The China outlet will have a balance of international brands and local brands. "In Europe we try to keep a balance of local residents and international tourists in our outlets, but the new one in Suzhou will be predominenty targeting communities in Shanghai."
Cohn & Wolfe Impact Asia has been the PR agency for Chic Outlet Shopping Villages for more than four years. Value Retail has also appoined China marketing agency Aviareps Marketing Garden last year as its tourism marketing partner, to attract tourists to the outlet from new second-tier markets like Qingdao, Shenzhen and Nanjing.
The company has a second China location earmarked for additional future expansion.
Despite the recession in Europe, the company's nine outlet villages in Europe recorded a 18 percent growth for all markets, representing US$2.2 billion in sales.

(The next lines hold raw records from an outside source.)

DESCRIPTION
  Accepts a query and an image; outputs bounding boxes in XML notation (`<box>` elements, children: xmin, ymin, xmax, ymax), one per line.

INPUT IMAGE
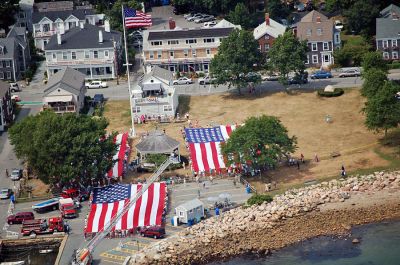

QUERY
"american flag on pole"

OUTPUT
<box><xmin>185</xmin><ymin>125</ymin><xmax>236</xmax><ymax>172</ymax></box>
<box><xmin>85</xmin><ymin>182</ymin><xmax>166</xmax><ymax>233</ymax></box>
<box><xmin>124</xmin><ymin>7</ymin><xmax>152</xmax><ymax>28</ymax></box>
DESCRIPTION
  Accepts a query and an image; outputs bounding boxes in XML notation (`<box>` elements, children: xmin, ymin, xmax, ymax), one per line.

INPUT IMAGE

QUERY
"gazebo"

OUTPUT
<box><xmin>136</xmin><ymin>131</ymin><xmax>180</xmax><ymax>159</ymax></box>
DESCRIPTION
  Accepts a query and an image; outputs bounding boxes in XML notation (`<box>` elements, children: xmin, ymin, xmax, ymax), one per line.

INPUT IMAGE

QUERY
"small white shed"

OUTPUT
<box><xmin>175</xmin><ymin>199</ymin><xmax>204</xmax><ymax>224</ymax></box>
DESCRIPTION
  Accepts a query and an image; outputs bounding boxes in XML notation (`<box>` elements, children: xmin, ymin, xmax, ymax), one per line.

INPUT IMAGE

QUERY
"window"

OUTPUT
<box><xmin>163</xmin><ymin>105</ymin><xmax>172</xmax><ymax>112</ymax></box>
<box><xmin>186</xmin><ymin>39</ymin><xmax>197</xmax><ymax>44</ymax></box>
<box><xmin>168</xmin><ymin>40</ymin><xmax>179</xmax><ymax>45</ymax></box>
<box><xmin>311</xmin><ymin>43</ymin><xmax>318</xmax><ymax>51</ymax></box>
<box><xmin>203</xmin><ymin>38</ymin><xmax>215</xmax><ymax>43</ymax></box>
<box><xmin>150</xmin><ymin>41</ymin><xmax>162</xmax><ymax>46</ymax></box>
<box><xmin>312</xmin><ymin>54</ymin><xmax>318</xmax><ymax>63</ymax></box>
<box><xmin>383</xmin><ymin>52</ymin><xmax>389</xmax><ymax>59</ymax></box>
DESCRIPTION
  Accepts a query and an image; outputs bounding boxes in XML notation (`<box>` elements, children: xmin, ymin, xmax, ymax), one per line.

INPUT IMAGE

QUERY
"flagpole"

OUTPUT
<box><xmin>121</xmin><ymin>5</ymin><xmax>135</xmax><ymax>137</ymax></box>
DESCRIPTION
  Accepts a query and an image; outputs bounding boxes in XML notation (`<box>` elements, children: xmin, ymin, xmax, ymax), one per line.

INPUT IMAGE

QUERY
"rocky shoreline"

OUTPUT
<box><xmin>130</xmin><ymin>172</ymin><xmax>400</xmax><ymax>264</ymax></box>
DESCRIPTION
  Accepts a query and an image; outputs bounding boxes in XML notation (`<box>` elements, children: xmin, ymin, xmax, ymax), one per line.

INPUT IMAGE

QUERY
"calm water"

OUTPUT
<box><xmin>213</xmin><ymin>222</ymin><xmax>400</xmax><ymax>265</ymax></box>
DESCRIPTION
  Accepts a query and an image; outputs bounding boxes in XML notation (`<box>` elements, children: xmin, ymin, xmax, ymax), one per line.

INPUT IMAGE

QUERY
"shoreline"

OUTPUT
<box><xmin>130</xmin><ymin>172</ymin><xmax>400</xmax><ymax>264</ymax></box>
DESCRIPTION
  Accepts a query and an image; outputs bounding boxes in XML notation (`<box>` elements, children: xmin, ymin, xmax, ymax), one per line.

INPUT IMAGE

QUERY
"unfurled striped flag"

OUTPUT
<box><xmin>124</xmin><ymin>7</ymin><xmax>152</xmax><ymax>28</ymax></box>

The top 10 visiting nationalities to the company's outlet villages in Europe are China, Middle East, Russia, Southeast Asia, Hong Kong, Brazil, Korea, Japan, Taiwan and USA.
Year-over-year, tax refunded sales in 2012 grew 47 per cent from China tourists, 39 per cent from Southeast Asian visitors (Singapore, Malaysia, Thailand and Indonesia) and 25 per cent from Hong Kong tourists. However, Hong Kong shoppers on average spend more than tourists from other countries: USD$320 versus US$300, according to the company's statistics.